Yes.... Just a normal drywall repair,,,,....... cut a stripof DW/screw it up....tape and finish it....


----------



## ClarenceBauer (Mar 4, 2005)

As I understand it say ceiling " A " is 1/4 inch lower than Ceiling " B " & both ceilings are lath & plaster.
If the above is the case than use a 10 foot straight edge say 5 ft on ceiling A & 5 ft on ceiling B, Question will it feather out to O if yes the apply lath to the demoed area apply plaster to with in 1/8 inch of finish plane Than apply the finish coat feathered to match existing.
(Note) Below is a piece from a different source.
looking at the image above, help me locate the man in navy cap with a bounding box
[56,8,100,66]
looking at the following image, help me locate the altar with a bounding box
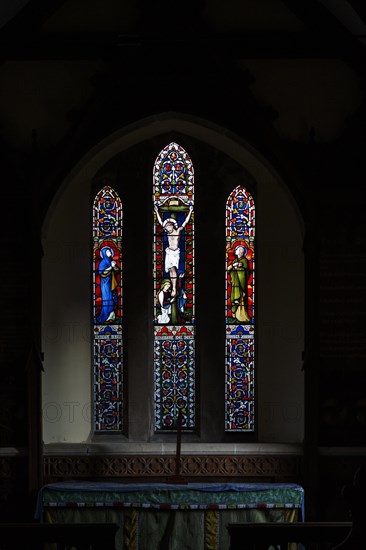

You will need a bonding agent on all existing plaster Some veneer plaster system do not require a bonding agent.


----------



## Oso954 (Jun 23, 2012)

If you made a fake beam out of 1x6 material (3 sided box) with the one side trimmed 1/4 shorter, it would cover it up. No one would spot the difference.


----------



## MTN REMODEL LLC (Sep 11, 2010)

MTN REMODEL LLC said:


> Yes.... Just a normal drywall repair,,,,....... cut a stripof DW/screw it up....tape and finish it....


Sorry, I looked at the pic quickly, and did not read the post clearly as to 1/4 and lath.


----------



## KHouse75 (May 14, 2008)

Install 1/4" drywall higher ceiling. Tape the seams and wall joints, paint.


----------